ここで良い企業を選ぶためには、いくつかのポイントを中心しなければなりません。
自分との適正を意識したり、将来性を確認したりすることが重要です。
また、転勤があるかを調べることやキャリアプランと照らし合わせることも重要になってくるでしょう。
自分との適性を意識しよう
企業を選ぶ際に、単に魅力的だからという理由はNGです。
あくまでも自分との相性が重要なのであって、その企業が就活の軸に延長線上にあることも重要です。
自分が企業に適正があることをアピールすることができれば、それは採用担当者に対するアピールになります。
将来性は必ず確認
自分が会社に適正があっても将来性がないのはいけません。
新入社員は、これから社会で何年も働いていくことになるのです。
そう考えると、最初から将来性のない業界や企業に行くのだけは避けたいものです。
将来性のある業界に行くというのは、新卒の就活における大前提になってきます。
転勤はある?キャリアプランと照らし合わせる
企業選びの際はキャリアプランと照らし合わせることも重要です。
企業の中には転勤が必須の会社もあります。
たとえそれが栄転であれ、自分のキャリアプランから見ると納得できないこともあるでしょう。
【企業の選び方】誤った企業選びをすると?
誤った視点から企業を選んでしまうと、早期退職に繋がってしまうこともあります。
新卒の約3割が早期退職をすると言われている社会の中で、企業の選び方をしておくことで未然に防ぐことができます。

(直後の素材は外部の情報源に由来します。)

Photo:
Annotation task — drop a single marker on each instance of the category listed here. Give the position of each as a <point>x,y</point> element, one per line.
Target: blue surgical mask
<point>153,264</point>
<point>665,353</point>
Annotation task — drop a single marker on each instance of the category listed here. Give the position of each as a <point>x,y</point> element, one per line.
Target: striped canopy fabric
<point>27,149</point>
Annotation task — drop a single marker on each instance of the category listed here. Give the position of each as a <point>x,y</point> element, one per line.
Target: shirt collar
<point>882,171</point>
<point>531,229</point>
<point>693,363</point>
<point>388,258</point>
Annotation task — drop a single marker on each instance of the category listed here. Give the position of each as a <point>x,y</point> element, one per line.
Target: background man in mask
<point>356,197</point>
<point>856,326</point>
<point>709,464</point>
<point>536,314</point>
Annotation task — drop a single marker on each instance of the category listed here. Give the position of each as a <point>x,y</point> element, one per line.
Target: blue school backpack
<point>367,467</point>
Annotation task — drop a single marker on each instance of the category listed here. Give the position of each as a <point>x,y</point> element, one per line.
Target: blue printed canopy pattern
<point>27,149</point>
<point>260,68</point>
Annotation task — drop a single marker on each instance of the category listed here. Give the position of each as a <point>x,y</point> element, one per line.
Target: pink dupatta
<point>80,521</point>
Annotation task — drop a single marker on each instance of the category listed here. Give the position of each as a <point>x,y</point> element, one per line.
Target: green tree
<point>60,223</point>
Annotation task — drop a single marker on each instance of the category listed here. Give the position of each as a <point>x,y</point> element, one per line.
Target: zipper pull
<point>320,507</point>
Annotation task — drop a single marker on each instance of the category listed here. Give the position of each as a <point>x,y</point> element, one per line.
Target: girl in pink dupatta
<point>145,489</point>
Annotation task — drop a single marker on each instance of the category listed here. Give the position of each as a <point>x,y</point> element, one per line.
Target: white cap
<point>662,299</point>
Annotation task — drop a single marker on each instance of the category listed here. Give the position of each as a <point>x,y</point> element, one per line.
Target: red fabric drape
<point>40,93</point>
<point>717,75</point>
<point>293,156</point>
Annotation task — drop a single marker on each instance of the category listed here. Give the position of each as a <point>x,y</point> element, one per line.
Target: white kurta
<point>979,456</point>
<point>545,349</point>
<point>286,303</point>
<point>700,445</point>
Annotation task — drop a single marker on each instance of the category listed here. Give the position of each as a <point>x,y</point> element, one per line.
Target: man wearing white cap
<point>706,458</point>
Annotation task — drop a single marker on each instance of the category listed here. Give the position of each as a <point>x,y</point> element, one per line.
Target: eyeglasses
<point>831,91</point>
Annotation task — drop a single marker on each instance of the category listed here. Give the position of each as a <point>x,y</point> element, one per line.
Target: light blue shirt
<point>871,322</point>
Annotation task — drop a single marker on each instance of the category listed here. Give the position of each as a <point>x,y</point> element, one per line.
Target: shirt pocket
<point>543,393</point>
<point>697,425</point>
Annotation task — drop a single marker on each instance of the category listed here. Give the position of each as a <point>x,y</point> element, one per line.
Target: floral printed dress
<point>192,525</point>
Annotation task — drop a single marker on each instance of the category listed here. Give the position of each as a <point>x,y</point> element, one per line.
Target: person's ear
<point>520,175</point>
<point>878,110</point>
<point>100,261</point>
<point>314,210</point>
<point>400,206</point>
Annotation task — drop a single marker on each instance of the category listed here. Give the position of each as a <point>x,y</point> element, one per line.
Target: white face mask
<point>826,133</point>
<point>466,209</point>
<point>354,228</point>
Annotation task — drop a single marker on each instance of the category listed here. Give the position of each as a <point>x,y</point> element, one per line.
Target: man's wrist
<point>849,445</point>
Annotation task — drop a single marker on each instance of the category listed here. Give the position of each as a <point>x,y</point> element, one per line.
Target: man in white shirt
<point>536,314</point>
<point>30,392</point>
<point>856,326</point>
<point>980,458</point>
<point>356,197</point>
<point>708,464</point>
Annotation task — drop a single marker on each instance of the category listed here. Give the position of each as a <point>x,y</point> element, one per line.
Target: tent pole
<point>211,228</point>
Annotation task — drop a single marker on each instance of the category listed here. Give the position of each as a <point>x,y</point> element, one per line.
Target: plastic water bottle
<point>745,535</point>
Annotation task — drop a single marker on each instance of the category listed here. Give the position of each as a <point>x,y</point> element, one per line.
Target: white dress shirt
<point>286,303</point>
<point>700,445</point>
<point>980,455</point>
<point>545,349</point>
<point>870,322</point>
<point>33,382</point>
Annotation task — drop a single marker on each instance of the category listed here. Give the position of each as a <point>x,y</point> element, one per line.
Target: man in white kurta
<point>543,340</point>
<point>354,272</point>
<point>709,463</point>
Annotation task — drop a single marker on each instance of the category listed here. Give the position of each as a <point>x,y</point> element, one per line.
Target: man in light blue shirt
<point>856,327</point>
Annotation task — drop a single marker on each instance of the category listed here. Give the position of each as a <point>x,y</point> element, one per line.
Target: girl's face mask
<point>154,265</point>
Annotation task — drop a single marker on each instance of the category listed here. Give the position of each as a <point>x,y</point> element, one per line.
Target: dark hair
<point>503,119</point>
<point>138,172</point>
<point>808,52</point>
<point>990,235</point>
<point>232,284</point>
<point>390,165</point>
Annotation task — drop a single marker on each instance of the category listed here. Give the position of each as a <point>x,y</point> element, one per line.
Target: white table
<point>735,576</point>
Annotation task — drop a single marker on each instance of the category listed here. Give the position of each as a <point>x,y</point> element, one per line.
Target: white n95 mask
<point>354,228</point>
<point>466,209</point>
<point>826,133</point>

誤った企業選びをしてしまうことによって起こるデメリットを紹介します。
時間を無駄にしてしまう
2・3年で退職をしてしまうと、そもそもスキルを得られることが少ないでしょう。
退職をした後には転職活動を行います。
新卒採用ではポテンシャル重視の採用がなされていますが、中途採用は即戦力として活躍できるような人材を集めるためスキル重視の採用が行われていることが多いです。
ここで、経験値が少ないと転職活動において不利になると同時に、勤めてきた2・3年を活かすことなく無駄となってしまうでしょう。
「後悔」する可能性が高くなる
新卒においての就職活動の際に、A会社とB会社の内定が決まっていて知名度からA会社を選んでしまったとしましょう。
入社してから「思っていたことと違う」と感じた際に、「あの時しっかり業務内容を調べてB会社にしておけばよかった」と思うでしょう。
知名度だけで選んでしまうと後悔する可能性が高いです。
仮に、選ぶ基準を明確にして分析を行なっていれば後悔する可能性は低くなります。
まずは自己分析から始めてみよう!
企業選びは、段階を踏んで選ぶことの重要性が理解できたのではないでしょうか。
段階を踏んで、意味のある企業選びをしていけば、実は企業を選ぶのはそれほど難しくありません。
それぞれには、それぞれの理想の企業というものがありますので、事前にそんな企業を選べるように努力してみましょう。